Microwave News editor Louis Slesin, one of more than two dozen experts 
interviewed, puts it this way: 
"When it comes to public 
health, you must act before all the chips are in."
How? The documentary's accompanying Community Action 
& Resource Guide lists organizations to contact for more information, plus 
advice on becoming politically active and avoiding pollutants at work and home.
To Deborah Golder of Rocky River, 
Slesin's comment is the crux of the film. 
"We can't prove [environmental toxins] cause breast cancer, but we have to act 
as if it does," she said.
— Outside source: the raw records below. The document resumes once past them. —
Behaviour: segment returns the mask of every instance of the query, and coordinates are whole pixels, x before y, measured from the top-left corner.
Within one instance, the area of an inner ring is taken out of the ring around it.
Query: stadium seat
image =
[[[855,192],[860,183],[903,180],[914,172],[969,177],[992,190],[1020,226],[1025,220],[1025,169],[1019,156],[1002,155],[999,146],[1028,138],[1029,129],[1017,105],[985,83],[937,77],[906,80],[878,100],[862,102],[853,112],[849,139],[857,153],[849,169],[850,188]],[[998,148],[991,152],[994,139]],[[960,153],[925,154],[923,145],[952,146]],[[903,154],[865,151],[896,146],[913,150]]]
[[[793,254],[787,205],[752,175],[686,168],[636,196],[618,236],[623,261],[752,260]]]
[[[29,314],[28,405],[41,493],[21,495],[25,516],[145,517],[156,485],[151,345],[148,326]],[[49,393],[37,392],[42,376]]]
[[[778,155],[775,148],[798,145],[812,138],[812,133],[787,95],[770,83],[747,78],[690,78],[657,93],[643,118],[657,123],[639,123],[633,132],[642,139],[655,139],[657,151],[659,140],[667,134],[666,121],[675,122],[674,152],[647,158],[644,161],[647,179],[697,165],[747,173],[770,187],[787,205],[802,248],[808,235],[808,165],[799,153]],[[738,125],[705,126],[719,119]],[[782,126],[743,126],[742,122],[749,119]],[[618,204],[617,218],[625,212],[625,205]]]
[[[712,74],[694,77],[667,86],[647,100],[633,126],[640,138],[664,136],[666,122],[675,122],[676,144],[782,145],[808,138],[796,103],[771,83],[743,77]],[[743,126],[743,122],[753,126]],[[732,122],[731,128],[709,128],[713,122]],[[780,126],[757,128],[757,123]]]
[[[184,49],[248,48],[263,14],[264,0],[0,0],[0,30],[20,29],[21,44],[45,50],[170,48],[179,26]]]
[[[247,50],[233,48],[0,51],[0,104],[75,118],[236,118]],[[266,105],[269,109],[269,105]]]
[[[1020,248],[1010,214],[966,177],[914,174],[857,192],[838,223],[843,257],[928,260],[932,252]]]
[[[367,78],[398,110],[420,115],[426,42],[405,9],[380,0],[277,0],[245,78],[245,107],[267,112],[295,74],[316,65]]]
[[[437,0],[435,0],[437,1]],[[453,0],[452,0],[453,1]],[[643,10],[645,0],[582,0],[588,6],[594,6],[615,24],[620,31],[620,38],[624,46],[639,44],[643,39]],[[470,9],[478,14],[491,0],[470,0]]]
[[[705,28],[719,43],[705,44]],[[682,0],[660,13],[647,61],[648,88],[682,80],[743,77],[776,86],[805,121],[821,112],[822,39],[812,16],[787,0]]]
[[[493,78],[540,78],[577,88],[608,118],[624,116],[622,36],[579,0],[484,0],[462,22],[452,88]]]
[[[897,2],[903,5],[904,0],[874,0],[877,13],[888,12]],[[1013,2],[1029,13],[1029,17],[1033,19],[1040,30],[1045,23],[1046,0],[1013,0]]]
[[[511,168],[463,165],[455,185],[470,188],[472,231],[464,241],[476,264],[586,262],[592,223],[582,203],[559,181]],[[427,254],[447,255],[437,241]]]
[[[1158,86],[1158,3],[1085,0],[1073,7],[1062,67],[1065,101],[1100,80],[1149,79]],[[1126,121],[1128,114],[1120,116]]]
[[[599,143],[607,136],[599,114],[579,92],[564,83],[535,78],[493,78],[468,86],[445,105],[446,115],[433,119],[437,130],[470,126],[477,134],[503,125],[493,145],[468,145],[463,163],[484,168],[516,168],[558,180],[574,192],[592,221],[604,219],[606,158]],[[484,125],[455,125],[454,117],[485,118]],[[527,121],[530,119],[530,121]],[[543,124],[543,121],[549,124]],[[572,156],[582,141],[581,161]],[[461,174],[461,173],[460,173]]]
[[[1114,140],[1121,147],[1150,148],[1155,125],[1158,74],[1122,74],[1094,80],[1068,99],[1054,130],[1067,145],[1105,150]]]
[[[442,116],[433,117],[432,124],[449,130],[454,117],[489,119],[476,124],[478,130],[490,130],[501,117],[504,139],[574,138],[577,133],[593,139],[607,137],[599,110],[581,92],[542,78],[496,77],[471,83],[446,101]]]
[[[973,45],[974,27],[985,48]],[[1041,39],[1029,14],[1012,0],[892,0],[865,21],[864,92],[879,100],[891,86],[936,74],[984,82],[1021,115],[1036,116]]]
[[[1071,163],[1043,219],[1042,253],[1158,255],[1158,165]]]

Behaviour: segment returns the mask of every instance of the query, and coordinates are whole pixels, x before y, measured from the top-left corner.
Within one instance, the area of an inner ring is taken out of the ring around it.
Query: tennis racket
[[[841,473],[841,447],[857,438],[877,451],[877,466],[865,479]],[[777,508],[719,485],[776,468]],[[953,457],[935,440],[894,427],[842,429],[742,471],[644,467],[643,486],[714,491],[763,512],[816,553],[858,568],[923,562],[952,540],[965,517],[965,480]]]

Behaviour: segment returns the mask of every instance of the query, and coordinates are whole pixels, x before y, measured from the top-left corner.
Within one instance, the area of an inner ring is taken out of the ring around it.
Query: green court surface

The 60-year-old critical-care nurse has lived with breast cancer for 
the past eight years and is known locally for speaking and writing about the 
issue. She 
watched her own copy of 
"Rachel's Daughters" again and found it 
"just as good the second time."
"I think it's a must-see for every woman who ever had a breast. I really do," Golder said. She added that she is grateful
for any project that focuses on 
the causes, 
rather than the treatment, of breast cancer.
"I'm expecting a new grandchild," she said, 
"and if it's a little girl, I don't want her to have to worry about this."
By the midpoint in the film, when the once ebullient Mendoza lies in a hospital 
bed crying, 
"It shouldn't have to be this hard," the 
now sister-close interviewers have made it clear that 
"Rachel's Daughter's" is not for them, that it is too late for them and for an untold number of 
their peers.
For despite advances in detection and life-prolonging treatment, there has been 
very little change in the breast cancer mortality rate.
The documentary's 
memorable closing scene - dozens of still women in mourning veils, representing 
the dead - retains its power. But given the eerie prescience of her warning, it 
is Carson's own words that linger.
"We have to remember that the children born today are exposed to these chemicals 
from birth," the naturalist said in a taped 
interview in 1963, a year before she died of breast cancer. 
"What is going to happen to them in adult life?" 
GRAPHIC: BOX: FOR YOUR INFORMATION; The Cleveland Cinematheque, in the Cleveland 
Institute of Art, 11141 East Blvd., will present 
"Rachel's Daughters: Searching for the Causes of Breast Cancer," at 7:15 p.m. Thursday and 9:30 p.m. Friday.